Wednesday, September 20, 2017

Down & Out: The Magazine Volume 1, Issue 1 - edited by Rick Ollerman

Lately I've been reading a LOT of books from publisher Down & Out. They have been responsible for the return of old favorite PI's like Nick Polo and have been publishing work by favorite writers like Dana King, Steve Lauden and many others. When they announced a digest magazine I was excited as hell, especially once I learned one of my favorite writers (and nicest ones as well) Reed Farrel Coleman would be contributing an original Moe Prager story. But there's more goodness besides that!
The magazine starts out with a punchy Ron Shade tale by Michael Black. Ron Shade is a personal favorite of mine who I haven't seen in action for way too long so that was a treat right away.
Then editor Rick Ollerman serves up a PI tale with a surprising POV. Terrence McCauley writes a dark espionage tale . Eric Beetner writes a prequal of sorts to one of his crime novels while Thomas Pluck does what he does best with his dark crime story featuring everyday men. And of course Jen Conley shows that she can write really believable and moving characters with her story.
An article pays tribute to great pulp writer Frederick Nebel, reprinting one of his stories as well.
Those stories alone would make this a very good magazine. Add to this mix the dark and moving Moe Prager story that deals with concentration camp survivors and you just have the best crime fiction magazine since Black Mask.

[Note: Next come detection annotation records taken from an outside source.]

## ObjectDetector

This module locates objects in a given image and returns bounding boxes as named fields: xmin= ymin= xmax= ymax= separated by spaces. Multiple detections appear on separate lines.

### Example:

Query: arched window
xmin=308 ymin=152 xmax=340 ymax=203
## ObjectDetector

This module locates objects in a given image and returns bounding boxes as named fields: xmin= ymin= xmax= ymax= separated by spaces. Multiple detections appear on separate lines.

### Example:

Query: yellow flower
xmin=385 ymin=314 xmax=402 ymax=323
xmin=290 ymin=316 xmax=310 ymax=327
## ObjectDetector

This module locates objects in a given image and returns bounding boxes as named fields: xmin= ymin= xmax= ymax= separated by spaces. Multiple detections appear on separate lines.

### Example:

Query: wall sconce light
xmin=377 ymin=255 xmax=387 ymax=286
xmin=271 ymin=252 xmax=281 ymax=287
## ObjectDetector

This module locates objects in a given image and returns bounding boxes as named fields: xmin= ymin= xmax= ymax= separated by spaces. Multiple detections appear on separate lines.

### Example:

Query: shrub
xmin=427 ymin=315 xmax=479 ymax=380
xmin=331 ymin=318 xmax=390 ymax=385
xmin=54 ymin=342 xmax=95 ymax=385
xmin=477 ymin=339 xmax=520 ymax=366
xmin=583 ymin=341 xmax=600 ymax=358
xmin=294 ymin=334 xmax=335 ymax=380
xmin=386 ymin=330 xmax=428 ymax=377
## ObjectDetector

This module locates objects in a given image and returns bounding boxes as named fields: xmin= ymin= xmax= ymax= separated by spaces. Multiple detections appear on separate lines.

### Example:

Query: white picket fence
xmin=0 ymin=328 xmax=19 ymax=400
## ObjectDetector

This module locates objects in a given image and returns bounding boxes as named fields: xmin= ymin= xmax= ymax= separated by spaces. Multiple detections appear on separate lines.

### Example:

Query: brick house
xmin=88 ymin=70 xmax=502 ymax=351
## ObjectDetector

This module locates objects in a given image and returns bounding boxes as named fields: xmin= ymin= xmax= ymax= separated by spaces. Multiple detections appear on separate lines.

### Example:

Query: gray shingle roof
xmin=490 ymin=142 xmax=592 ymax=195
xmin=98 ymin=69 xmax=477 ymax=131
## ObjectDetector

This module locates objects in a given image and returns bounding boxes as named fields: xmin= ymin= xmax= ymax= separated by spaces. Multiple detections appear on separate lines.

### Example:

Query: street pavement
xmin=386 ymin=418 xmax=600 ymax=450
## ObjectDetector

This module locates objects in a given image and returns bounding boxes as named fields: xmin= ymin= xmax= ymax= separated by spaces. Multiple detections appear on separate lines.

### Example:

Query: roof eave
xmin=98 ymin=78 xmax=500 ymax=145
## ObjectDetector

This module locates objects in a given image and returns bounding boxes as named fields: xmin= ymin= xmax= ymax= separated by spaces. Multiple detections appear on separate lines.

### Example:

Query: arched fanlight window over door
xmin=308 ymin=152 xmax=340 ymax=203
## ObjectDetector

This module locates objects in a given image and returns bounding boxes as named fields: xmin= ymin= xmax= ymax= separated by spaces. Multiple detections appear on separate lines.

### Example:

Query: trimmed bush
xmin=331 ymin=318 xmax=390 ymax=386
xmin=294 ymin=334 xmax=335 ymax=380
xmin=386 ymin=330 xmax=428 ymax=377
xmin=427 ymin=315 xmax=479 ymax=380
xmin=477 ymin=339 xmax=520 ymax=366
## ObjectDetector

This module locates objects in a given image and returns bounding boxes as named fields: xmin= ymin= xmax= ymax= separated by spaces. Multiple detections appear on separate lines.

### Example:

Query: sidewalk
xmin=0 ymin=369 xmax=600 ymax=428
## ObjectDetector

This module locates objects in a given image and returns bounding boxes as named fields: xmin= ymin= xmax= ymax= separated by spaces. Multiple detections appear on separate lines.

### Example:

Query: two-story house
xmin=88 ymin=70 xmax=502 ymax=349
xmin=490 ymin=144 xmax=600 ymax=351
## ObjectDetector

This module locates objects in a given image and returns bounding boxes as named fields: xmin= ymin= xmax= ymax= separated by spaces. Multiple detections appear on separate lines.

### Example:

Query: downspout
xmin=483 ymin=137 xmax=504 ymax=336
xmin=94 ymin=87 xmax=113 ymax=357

Thursday, September 14, 2017

Rafferty's Rules (Rafferty) by W. Glenn Duncan

This book was first published in the late eighties. Rafferty can be seen as a Texas version of Spenser. He's got a slightly psycho sidekick, a significant other who can be both cute and annoying, knows his wisecracks and has his own rules and sense of honor. As a huge fan of Spenser I don't see those things as bad. In fact, I cannot deny my own Noah Milano series owes a lot to Spenser.
With the news that the author's son will be writing a new Rafferty story it makes sense this series is reissued.
In this first book in the series Rafferty tracks down the biker gang that raped the daughter of a wealthy family.  What follows is not a challenging mystery nor a dark character study. What does follow is one heck of an action-packed and fun ride! I loved Rafferty's rules, his wisecracks, the great pacing and action scenes.
I will be reading the rest of the series for sure and very eagerly await Duncan Jr's first Rafferty novel

Wednesday, September 13, 2017

The Lost Ones (Nora Watts)

This one got quite some praise, comparing it to the best Scandinavian Noir while it comes from Canada. Not sure why those comparisons, because it's just as much an American hardboiled detective / noir story. Maybe it's the fact the protagonist is a broken rape victim/survivor like Lisbeth Salander?
Nora Watts used to be in the Army, was raped and birthed a daughter from that traumatic event. She had the baby adopted, not ready to take care of a kid then.
As the novel starts we find her working as a researcher for a PI firm. She gets hired by the people who adopted her child to find her. Yes, her own daughter ends up missing. When she investigates she ends crawling back into the bottle she swore off and basically goed down the deep end, however never stopping to look for the girl. When a link is discovered between the rape and the fact her child is missing things get even more personal and dark.
This is not a light novel. While the first hundred or so pages read like just a nice take on the female PI story what follows is a very dark and sometimes depressing story. It sometimes hurt to see Nora alone, hurt and drunk. That's good writing there!
Yep, this one will be nabbing the Shamus this year and other awards for sure. A literary but absolutely hardboiled detective story that will be sure to win over all critics.

Friday, September 8, 2017

Occult Detective Quarterly (by Various authors) # 1

As much as I love the PI genre I have a soft spot for the occult investigator, a nice mix of the PI genre and horror.  This magazine presents a lot of great stuff with and about these monsterhunters. I was quite surprised I liked the story with an occult investigator / gorilla so much. It sounds outlandish, but it worked. I'm a big fan of the Royal Occultist, so I was happy to see another story with him appear. I was intrigued by "The Baron of Bourbon Street" which managed to find an original use for voodoo deity Baron Samedi.
On the non-fiction front there's an interesting article about comic's occult investigator Dr. Spektor and one about writing Victorian occult investigators.
All this and some cool illustrations too! A must for fans of this genre!